Development of EST SSR markers and analysis of genetic diversity in Zingiber species

Microsatellite markers have been proven as one of the most powerful markers, which can accurately access the level of genetic diversity for phylogenetic analysis. In the present study microsatellite primers were developed from the expressed sequence tags of Zingiber species available in the db EST database of NCBI. A total of 726 class 1 microsatellites were identified from the non redundant dataset of 12,019 unigenes. The frequency of identified SSR (simple sequence repeat) motifs was 72.5 SSR/1Mbp (one SSR/13.77Kbp) of Zingiber transcriptome genome. The most abundant microsatellite repeat was mononucleotides (46.8%), followed by trinucleotides (21.5%). The most frequent microsatellite motif was (A/T) (43.1%) then AG/CT (6%) followed by AGG/CCT (5.2%). Primers were designed for 188 class 1microsatellite repeats.
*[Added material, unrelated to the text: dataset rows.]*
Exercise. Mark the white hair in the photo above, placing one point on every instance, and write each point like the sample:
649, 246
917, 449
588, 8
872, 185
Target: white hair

A set of 22 EST SSR primers were short-listed based on the functional characters and utilized for genetic diversity analysis along with eight ginger genomic SSR primers. Ten Zingiber species viz., Z.capitatum, Z.ligulatum, Z.nimmonii, Z.neesanum, Z.odoriferum, Z.officinale, Z.roseum, Z.spectabile,Z.zerumbet and Zingiber sp. from Arunachal Pradesh were used for cross species amplification. 18 out of 30 SSR primers tested were amplified in the expected size range and 10 SSR markers were polymorphic across the 10 Zingiber species studied. The number of alleles generated ranged from 2 to 4 per locus. The dendrogram elucidated the genetic diversity utilizing these markers between different species of Zingiber and grouped them into two major clusters. The first cluster consisted of all the species collected from India and Z. spectabile was out grouped to second cluster. The study demonstrated that the newly developed EST SSR markers were informative and will be added to the repository of microsatellite markers for studying the genome architecture of Zingiber.